Cap. VENTISETTE - Christian

«Ti costa tanta fatica ammettere che avevo ragione?»

Il Fillo mi sorride, alzando una gamba e posandomi le mani sulle spalle.

«Ci è andata di culo» osservo.

Il carrello ha retto il peso, perciò ora mi tocca incrociare le dita e fargli la scaletta. Mi abbasso. Un attimo dopo lo spingo verso l'alto e lo vedo raggiungere la sfera con le dita. La lucina rossa lampeggia a intermittenza. Ci siamo.

«Passami il rotolo di nastro» mi fa.

«E dimmi: con quali mani? Sto tenendo te!»

Si schiaffeggia la fronte, poi scende giù e mi infila le manacce in tasca dove ha visto un rigonfiamento.
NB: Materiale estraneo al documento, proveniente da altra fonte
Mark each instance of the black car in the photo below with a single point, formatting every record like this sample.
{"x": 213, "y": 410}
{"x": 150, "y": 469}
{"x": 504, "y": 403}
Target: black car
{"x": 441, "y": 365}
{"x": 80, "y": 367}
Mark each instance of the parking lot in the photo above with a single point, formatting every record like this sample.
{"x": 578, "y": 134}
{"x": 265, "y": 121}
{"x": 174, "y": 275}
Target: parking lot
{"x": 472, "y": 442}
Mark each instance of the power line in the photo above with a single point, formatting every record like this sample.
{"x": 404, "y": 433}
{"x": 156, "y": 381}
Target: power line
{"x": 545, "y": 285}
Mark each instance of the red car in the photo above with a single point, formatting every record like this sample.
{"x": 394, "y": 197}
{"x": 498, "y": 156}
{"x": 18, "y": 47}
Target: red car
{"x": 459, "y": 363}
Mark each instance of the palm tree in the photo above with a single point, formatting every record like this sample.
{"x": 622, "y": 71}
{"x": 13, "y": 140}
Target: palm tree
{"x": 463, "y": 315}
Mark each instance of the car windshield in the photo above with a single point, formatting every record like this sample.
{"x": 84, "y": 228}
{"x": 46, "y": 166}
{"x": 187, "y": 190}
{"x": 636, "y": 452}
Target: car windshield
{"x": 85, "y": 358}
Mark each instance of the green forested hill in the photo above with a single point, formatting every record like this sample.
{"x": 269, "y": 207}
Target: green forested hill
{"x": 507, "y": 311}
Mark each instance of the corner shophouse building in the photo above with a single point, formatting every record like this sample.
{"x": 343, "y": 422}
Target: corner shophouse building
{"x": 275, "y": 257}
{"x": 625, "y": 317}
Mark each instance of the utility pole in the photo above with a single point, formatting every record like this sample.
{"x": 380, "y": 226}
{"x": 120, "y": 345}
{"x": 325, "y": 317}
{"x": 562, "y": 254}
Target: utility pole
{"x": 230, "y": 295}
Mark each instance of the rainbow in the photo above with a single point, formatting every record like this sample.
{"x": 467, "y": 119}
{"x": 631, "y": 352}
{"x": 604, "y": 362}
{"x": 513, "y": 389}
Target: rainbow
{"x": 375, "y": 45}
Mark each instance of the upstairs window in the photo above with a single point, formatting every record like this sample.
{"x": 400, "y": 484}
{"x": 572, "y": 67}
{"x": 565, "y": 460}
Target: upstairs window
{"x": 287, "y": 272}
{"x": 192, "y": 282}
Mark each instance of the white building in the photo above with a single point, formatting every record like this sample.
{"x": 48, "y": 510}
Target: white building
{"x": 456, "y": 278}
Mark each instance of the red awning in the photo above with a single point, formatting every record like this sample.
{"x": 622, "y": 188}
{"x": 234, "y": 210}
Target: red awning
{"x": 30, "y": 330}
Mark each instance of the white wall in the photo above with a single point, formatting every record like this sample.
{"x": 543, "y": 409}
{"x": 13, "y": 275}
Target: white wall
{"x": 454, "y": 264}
Giuro che se mi tocca il...

«Quello è il telefono, scemo!» gli dico.

Un attimo dopo, con il volto rosso fuoco, metà divertito e metà imbarazzato, Fillo torna a sfiorare il soffitto. Appoggia una mano alla parete e con l'altra stacca un pezzo di nastro. Poi lo guarda.

«Chris, avevo detto nero. Non trasparente!»

Non lo aveva detto, però adesso... È meglio restare concentrato, lo so. Gli dico di usare la gomma da masticare, che continua a ruminare da quando ci siamo incontrati, e non rompere le palle.

«Okay, okay. Quanto sei permaloso.»

L'obiettivo della telecamera viene finalmente oscurato. Torniamo giù e rimettiamo a posto il carrello in tempo per il passaggio di alcune ragazze con la divisa della protezione civile e le buste della spesa.

Fillo scocca un bacio a caso per non dare nell'occhio. O per farle accelerare, fuggire, dato che sembriamo due psicopatici: sudati, loschi, in un angolo vuoto del parcheggio a fischiettare. Tipo.

Insomma se ne vanno, lasciandoci di nuovo campo libero.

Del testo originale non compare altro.